На эти благожелательные речи Александр Модестович ответил коротко:
— Не сумею, Яков Иванович, одолеть всей лестницы, если первые ступеньки пройду недостойно.
Либиху понравился ответ, и он улыбнулся:
— Есть ли смысл увещевать глухого? Есть ли смысл взывать к разуму упрямого?..
Время было уже позднее. Пока господа разговаривали, заскучавший Черевичник, будучи долее не в силах бороться со сном, клевал носом. Яков Иванович предложил гостям бобового супа с сухарями, но те отказались — очень хотели спать. И решение всех трудностей отложили назавтра, когда, как в народе говорят, новое солнышко принесёт новые мысли.
Поутру Александр Модестович поднялся отдохнувший физически, но совершенно ослабший духом после мучительного для него разговора и после не вполне ясных, однако явно дурных снов. Видя его подавленное настроение, Либих неожиданно признался, что накануне вечером нарочно сгущал краски, дабы отвратить Александра Модестовича (коему с первой встречи симпатизировал) от его отчаянного предприятия, — Либих не верил в успех его.
— Простите старика, сударь! Я оттого бываю зол и угрюм, что осаждают меня со всех сторон болезни.
Либих нынче провёл бессонную ночь. По обыкновению скрашивая долгие часы размышлениями, он обдумал положение Александра Модестовича и пришёл к выводу, что дела его не такие уж безнадёжные, какими представляются на первый взгляд. Александр Модестович не мог с этим не согласиться; настроение его заметно улучшилось. Чтобы ход мысли был понятен Александру Модестовичу, лекарь принялся размышлять вслух... Где искать поляка в грудные времена, как не среди поляков? Но бежать на запад, в Гродненскую губернию, Пшебыльский вряд ли захочет, ибо не имеет у себя на родине ни кола, ни двора, — он об этом сам говорил неоднократно; в Польше его тоже никто не ждёт; в здешних местах затаиться — на то у мосье нет средств, да и на виду он будет — здесь Пшебыльского знают многие.

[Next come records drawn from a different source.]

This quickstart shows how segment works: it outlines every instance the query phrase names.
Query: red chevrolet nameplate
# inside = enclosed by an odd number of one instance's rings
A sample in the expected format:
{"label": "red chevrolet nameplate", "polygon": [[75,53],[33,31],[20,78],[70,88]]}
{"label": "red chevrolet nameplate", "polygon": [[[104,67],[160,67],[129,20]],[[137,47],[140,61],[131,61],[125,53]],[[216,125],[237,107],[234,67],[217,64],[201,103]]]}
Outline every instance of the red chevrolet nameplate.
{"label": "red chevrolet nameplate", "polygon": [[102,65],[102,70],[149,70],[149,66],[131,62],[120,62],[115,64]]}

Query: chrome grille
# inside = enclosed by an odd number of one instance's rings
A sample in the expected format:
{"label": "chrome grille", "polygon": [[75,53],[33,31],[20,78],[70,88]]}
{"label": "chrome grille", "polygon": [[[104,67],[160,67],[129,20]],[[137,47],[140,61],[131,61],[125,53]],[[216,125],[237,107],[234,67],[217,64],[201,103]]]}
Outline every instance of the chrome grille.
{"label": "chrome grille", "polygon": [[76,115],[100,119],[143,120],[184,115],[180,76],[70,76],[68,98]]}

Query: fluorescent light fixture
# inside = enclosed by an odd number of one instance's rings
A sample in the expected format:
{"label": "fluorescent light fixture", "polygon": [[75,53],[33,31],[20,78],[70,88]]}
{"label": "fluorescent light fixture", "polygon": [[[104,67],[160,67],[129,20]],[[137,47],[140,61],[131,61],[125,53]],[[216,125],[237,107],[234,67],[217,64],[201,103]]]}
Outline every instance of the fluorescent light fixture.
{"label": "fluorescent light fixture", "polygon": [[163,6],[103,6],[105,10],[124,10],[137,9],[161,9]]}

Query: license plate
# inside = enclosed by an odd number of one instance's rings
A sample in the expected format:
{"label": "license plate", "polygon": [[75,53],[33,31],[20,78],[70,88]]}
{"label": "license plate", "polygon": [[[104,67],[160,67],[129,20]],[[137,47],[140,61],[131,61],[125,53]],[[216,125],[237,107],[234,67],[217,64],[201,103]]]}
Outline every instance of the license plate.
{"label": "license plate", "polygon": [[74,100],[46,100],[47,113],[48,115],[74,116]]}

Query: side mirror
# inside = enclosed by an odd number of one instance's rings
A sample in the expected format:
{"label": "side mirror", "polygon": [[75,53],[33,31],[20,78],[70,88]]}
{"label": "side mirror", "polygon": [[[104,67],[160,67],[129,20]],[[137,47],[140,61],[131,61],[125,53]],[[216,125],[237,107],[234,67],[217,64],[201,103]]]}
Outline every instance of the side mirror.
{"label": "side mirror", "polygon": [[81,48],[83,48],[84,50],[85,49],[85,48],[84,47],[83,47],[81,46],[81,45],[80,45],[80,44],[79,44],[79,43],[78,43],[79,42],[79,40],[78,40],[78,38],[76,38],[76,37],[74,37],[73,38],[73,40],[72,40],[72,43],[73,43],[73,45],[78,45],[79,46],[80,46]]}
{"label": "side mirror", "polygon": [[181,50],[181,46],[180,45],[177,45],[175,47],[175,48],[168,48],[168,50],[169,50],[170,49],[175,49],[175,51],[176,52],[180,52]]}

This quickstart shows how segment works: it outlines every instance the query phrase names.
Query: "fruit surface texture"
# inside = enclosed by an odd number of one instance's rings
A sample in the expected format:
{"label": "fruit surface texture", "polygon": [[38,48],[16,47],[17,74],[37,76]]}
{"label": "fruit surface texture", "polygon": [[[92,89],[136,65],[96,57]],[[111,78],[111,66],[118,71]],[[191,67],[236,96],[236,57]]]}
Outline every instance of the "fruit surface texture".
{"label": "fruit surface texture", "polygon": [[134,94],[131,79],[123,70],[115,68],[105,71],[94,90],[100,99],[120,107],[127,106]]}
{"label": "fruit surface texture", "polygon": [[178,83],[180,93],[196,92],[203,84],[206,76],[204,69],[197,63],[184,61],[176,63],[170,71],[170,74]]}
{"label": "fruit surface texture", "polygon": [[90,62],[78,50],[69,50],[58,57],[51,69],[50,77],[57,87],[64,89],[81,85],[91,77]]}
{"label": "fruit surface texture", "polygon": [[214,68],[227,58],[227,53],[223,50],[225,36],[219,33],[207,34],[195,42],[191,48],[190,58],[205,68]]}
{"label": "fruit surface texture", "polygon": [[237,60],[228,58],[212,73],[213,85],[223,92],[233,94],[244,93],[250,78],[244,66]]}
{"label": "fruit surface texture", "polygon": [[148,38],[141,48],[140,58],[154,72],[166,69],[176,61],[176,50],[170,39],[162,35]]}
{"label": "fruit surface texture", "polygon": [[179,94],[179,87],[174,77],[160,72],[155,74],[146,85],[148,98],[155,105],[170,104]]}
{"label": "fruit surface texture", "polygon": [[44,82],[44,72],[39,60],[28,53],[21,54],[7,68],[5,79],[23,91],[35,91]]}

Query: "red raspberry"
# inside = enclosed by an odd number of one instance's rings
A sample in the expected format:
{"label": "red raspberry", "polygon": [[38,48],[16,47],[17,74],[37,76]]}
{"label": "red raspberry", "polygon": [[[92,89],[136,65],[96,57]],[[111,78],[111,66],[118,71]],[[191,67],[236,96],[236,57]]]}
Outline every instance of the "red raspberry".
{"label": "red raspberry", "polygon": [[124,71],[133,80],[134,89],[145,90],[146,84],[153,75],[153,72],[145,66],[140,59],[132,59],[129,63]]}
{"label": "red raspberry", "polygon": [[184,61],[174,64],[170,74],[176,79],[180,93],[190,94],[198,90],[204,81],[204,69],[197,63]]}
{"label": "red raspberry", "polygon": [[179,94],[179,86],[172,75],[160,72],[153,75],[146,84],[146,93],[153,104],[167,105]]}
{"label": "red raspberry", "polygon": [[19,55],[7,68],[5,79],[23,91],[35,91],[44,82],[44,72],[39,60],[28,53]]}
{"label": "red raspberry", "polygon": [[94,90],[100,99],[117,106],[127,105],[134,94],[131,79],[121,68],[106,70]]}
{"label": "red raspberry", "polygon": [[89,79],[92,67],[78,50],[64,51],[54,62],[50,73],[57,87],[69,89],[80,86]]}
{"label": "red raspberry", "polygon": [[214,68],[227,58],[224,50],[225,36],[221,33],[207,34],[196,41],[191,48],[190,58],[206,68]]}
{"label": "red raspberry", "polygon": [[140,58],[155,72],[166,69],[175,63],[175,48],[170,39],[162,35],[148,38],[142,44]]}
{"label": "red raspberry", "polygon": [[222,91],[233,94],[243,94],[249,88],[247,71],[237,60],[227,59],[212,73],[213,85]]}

Остаётся гувернёру одно: затесаться во французские обозы и следовать за войсками Бонапарта. Либих указал и точнее: слышал он, есть у Бонапарта целый корпус, набранный из поляков, — корпус Понятовского. К нему и мог прибиться пан Пшебыльский в расчёте на лёгкую жизнь — прибиться, полагая, что сверкающий штык добудет ему и кров, и пищу, и наполнит мошну. Во время войн целые сонмы бесчестных следуют за армиями и складывают втихую свои состояния: чего не подберёт солдат — подберут они, и если убьют солдата — оберут его труп. Вот среди них бесчестных, по мнению Либиха, и следовало бы поискать мосье. Далее Либих предположил, что Пшебыльский с самого начала даже не помышлял бежать в Полоцк, а взял направление на него лишь для того, чтобы обмануть вероятных преследователей, — и это ему удалось. Переждав несколько часов в каком-нибудь укромном месте, он мог присоединиться к французской армии, чтобы идти с нею на юг, — по слухам, где-то возле Бобруйска и Нового Быхова маршал Понятовский вместе с Даву преследовал одного из русских генералов
[34]. Если это предположение верно, то вполне возможно, что верно и следующее: когда Александр Модестович любовался с пригорка видом французской армии на бивуаке, перед взором его, возле одного из костров сидела Ольга, быть может, даже так близко, что крикни он, и она услышала бы его голос.